The Chinese market in the Uruguayan exports of meat has been on the decline for some time and, this time, it was surpassed by USA and Canada which dethroned the Asian giant with a 108% increase, amid a general rise in foreign placements that is approaching 16% year-on-year.
Exported meat volumes grew by 22% in June, driven by increased demand for USA and Canada. The year-on-year jump in the US market thus increased from 23% to 37%, according to data published by the National Meat Institute (INAC).
In this way, meat exports totaled 180.4 million dollars, which represented a year-on-year increase of 16%, as well as an increase in the exported volume, going from 36,482 tons in June of last year to 44,574 this year.

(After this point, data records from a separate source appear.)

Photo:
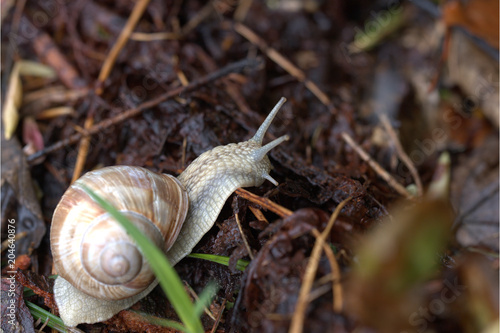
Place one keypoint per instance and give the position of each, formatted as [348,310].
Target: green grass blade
[167,277]
[39,313]
[223,260]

The United States is the main buyer of Uruguayan meat
Meanwhile, Chinese numbers continue to decline through a drop from 59% to 35% between June 2023 and this year. Although USA bought almost the same volume as China (15,672 tons the first and 15,651 tons the second), the difference was due to the value of the ton where the Asian giant pays 3,245 dollars and the North American country 4,262 dollars.
The US market thus represented an amount of 66.7 million dollars compared to 50.9 for the Chinese market. In third place was the European Union with 22.7 million dollars. Meanwhile, the demand from the North American country represented a monthly increase of 108% and in the European Union an increase of 75%, while China lowered its own by 27%.

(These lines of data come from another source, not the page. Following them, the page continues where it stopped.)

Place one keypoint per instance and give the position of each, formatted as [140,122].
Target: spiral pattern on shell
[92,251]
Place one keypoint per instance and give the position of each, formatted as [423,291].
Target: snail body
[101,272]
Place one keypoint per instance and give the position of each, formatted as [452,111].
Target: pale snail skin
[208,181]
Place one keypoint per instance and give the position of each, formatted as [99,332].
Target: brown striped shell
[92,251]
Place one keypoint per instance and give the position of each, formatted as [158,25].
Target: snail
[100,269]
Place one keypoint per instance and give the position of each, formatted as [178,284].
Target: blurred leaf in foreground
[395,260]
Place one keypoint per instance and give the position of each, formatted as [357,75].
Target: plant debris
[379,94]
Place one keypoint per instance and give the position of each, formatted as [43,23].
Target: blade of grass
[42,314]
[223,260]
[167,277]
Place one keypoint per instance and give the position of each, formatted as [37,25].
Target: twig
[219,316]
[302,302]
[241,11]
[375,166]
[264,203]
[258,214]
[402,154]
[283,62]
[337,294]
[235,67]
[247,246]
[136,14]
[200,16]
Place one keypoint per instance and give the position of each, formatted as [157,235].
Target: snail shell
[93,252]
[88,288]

For its part, other markets such as Israel quadrupled their purchases from 466 to 2,223 tons. At the same time, the demand for Japan by 86%, exceeding 1,200 tons in June, representing an accumulation of 5,066 tons in the first half of the year, 27% more than last year.

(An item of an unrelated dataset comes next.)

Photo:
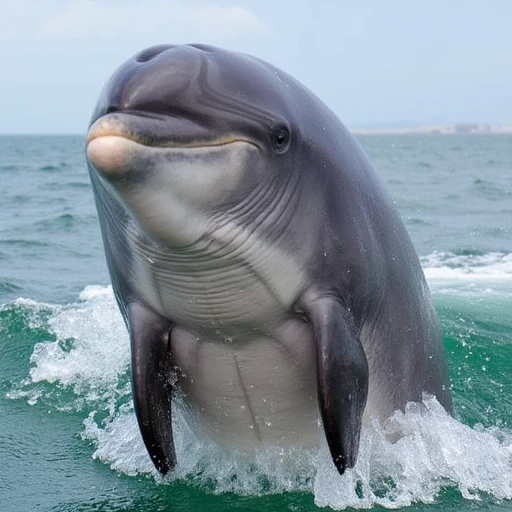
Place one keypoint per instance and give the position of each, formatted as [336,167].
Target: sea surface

Meanwhile, Russia also increased its purchases from Uruguay by 6% monthly, with a total of 2,619 tons, achieving an annual accumulation of 9 thousand tons.
The influence of Chinese reality
Although the government managed to add different products to sales towards China, such as horse meat and bovine stomachs, The stagnation of the economy in the Asian giant is the main factor slowing down trade.
Therefore, the 0.3% year-on-year increase in the inflation in May in the country he presides over Xi Jinping, which has been rising for 4 months, could imply signs of recovery, after a period of deflation.
However, analysts agree that the boost to demand must be even greater to accelerate improvements after the economic effects generated by the pandemic. Thus, the accumulated stock and a lower demand, due to the fact that the budgetary efforts were directed to boosting the Internal market, contributed to a cooling in purchases Uruguay.
In this context, the increase in purchases of beef, that has to Brazil As a major supplier, this could be good news if operations between the country and the Asian giant become more dynamic again.